To open Search Results page in frame or iframe
<FORM TARGET='frame_name' ...
Search Results document target
When you click a document link on the search results page, the document is opened.
You can control where the document opens by inserting the following HTML code between the <FORM ...> and </FORM> tags.
To open the document in the
parent window
<input type='hidden' name='targetwindow' value="_parent"/>
To open the document in the
top-most window
<input type='hidden' name='targetwindow' value="_top"
/>
To open the document in its
own browser window
<input type='hidden' name='targetwindow' value="_blank"
/>
To open the document in a frame or
iframe
<input type='hidden' name='targetwindow' value="frame_name"
/>
Search Button Text
You can change the search button text and text box length to fit the design of your page. Valid search button text is any of the following: (Q, Query, Submit, Ask, Search, Go, or Find)

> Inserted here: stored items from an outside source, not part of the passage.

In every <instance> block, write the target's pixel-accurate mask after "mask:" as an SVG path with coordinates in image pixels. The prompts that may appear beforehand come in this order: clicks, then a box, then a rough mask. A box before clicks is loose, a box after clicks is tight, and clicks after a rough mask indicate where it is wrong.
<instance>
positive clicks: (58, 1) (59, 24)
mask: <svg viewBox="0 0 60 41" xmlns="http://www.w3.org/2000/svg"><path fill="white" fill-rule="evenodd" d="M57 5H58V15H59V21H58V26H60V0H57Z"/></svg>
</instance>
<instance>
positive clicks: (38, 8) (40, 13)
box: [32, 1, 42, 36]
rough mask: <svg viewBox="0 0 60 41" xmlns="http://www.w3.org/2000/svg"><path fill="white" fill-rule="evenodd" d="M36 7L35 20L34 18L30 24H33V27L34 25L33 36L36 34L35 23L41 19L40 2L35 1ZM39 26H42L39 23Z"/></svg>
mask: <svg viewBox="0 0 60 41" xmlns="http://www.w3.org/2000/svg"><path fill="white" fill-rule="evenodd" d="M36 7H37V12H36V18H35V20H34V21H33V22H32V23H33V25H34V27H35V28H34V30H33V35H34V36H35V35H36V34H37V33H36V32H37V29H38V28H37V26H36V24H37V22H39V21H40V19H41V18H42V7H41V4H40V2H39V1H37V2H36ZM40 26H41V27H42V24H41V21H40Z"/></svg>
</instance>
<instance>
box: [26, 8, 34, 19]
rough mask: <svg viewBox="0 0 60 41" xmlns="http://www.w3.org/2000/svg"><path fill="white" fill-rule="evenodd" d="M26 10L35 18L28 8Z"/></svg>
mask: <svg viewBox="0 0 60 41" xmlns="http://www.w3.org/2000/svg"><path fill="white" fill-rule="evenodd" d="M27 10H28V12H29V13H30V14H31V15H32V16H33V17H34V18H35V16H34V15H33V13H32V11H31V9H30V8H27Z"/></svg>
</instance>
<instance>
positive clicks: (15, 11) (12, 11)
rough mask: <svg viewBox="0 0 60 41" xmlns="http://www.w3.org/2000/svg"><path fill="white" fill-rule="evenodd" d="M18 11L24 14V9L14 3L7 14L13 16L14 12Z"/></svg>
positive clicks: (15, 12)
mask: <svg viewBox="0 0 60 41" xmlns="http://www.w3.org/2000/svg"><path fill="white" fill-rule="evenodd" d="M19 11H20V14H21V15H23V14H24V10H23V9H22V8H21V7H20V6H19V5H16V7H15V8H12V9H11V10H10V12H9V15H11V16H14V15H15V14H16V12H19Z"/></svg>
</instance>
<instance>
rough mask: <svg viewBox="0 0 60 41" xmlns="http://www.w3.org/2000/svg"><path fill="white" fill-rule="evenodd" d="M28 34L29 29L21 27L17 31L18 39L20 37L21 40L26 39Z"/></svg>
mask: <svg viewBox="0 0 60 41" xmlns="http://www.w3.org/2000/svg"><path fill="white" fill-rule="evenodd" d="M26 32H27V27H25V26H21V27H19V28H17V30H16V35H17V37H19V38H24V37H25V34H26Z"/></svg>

Searching multiple indexes
If you have more than one index, you can search them together by combing their uid`s in the search button code. For example, to search index uid 99, index uid 100 and index uid 101, you simply combine the uids with the underscore character, like this 99_100_101. Substitute this combination for the number in
RED above. Note that the style of the search results page will be governed by your settings for the first uid in the combination (uid 99 in this example).